Only White Guys At Princeton!
I must say that, since moving to New York, I've been impressed, though not really hampered by, the Ivy league world. In my industry, journalism, you constantly see Harvard grads helping Harvard grads. Really, it's not about the Ivy League, it's all about Harvard.
Harvard's Ivy League peer, though, the school that educated most of the family members who give me a pay check, is good old Princeton. I have fluffy bunny feelings for Princeton since F Scott Fitzgerald flunked out of there, back in the day.
Anyway, Samuel Alito, bound to get to the Supreme Court without really serious contention, went there too. And, it turns out, he was part of a campus organization that was way, way, too worried about women, minorities, homosexuals and even the disabled joining the Princeton community.

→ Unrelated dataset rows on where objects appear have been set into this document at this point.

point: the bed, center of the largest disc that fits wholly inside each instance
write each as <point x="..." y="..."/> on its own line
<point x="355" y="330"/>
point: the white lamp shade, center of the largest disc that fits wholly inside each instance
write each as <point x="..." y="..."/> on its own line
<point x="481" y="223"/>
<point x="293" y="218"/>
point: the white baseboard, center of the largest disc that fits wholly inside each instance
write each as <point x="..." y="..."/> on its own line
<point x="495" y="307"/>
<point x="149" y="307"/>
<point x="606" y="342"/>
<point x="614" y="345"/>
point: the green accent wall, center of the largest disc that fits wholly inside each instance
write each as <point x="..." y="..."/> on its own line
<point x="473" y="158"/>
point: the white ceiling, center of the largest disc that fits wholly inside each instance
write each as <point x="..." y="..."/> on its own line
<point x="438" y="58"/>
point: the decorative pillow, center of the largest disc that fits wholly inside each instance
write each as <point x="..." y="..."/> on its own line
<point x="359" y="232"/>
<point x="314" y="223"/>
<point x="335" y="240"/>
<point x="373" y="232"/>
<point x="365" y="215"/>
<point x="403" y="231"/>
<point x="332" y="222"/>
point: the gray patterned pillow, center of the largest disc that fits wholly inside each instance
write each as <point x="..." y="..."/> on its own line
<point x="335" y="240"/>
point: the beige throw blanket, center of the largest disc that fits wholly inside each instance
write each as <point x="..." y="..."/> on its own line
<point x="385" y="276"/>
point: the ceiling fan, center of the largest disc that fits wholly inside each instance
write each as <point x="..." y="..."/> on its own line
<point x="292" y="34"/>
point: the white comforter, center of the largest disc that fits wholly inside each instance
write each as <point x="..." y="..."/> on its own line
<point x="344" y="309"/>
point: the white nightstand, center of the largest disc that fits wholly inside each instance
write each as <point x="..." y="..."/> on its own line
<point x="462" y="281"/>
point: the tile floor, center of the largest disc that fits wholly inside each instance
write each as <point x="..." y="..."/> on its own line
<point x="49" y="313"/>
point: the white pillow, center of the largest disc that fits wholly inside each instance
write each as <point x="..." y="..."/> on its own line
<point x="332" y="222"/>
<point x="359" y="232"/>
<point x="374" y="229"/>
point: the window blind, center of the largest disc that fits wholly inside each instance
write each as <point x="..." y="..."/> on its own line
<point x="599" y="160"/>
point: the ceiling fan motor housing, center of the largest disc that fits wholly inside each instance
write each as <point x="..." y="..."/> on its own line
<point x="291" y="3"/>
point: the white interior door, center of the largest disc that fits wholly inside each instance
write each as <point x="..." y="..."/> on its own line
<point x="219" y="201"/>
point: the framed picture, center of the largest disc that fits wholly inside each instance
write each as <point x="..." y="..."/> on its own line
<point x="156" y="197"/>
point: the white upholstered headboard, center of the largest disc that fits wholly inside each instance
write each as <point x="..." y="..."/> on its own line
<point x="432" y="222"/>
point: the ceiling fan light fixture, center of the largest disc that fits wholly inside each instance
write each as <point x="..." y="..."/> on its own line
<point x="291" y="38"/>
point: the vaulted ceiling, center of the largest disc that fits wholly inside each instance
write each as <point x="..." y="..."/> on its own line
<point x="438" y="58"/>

Fascinating. Okay, look, I believed a lot of whacky things in college and I'd not like to be judged, right now, by my college views. Yet, Alito had to go out of his way to join a xenophobic club, way back then. Also, long ago as it is, it's part of his record and something he should explain now, during his confirmation hearings.

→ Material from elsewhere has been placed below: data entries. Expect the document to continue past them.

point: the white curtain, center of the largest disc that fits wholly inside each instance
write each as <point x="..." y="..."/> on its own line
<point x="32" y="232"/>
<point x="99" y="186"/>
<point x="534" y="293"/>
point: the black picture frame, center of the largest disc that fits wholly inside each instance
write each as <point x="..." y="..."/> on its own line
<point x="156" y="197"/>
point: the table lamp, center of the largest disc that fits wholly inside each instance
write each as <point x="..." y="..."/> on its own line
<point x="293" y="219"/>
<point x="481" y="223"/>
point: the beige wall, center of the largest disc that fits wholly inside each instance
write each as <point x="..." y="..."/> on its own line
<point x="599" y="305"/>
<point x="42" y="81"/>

For my own part, I've already described my college views as ideas from long ago, and I'm only 30. However, I probably am being too dismissive. I might not believe, right now, everything I believed in college but that doesn't mean that my college beliefs weren't formative. Even where I've changed my mind, what I believed then can be easily linked to what I believe now. I think that's true for most college grads -- those were the years of trying ideas on for size, after all, and for pursuing ways of thinking with minimal consequence. If Alito is anything like me, or like most people I know, what he believed back then is important, even if his opinions have since changed. College is formative, after all, by design.
1 Comments:
Mike, you're probably right that the stupid (or smart) things we say in college shouldn't stand in for proof of who we are or what we believe many years later. Some of us get smarter, some of us get dumber, and some of us just change our minds. I definitely said and thought a lot of things when I was twenty that now strike me as peurile or craven. So, although it raises my hackles, I don't automatically treat as proof of hateful views Alito's membership in a conspicuously retrograde, elitist, and hysterical association dedicated to white male privilege.

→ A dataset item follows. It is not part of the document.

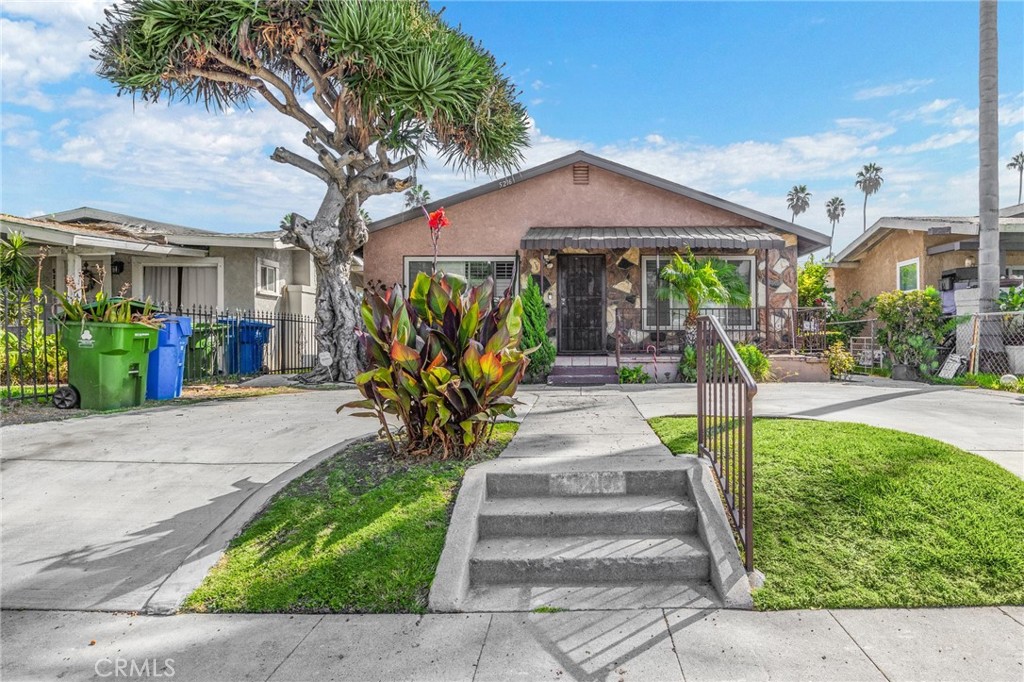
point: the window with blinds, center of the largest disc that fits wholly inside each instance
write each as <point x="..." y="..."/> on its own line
<point x="474" y="269"/>
<point x="671" y="313"/>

But I do hold it against him that he was so proud of belonging to that organization that he was still listing it on his résumé thirteen years after he left Princeton. By then he was in his mid 30s, and, barring a conversion on the road to Damascus, by your mid 30s, your opinions are pretty stable. And it's a pathetic defense to say that he wasn't racist or homophobic or misogynist but rather that he was just using his membership to get a job with people who were racist, homophobic etc. Aren't Bush and his "values" supporters always touting firmness of character as qualification number one for any job? If he put the club on his résumé 13 years later just to get a job despite having changed his mind about its stances, then doesn't that make you suspect he lacks that precious firmness of character? It sure makes me suspect it.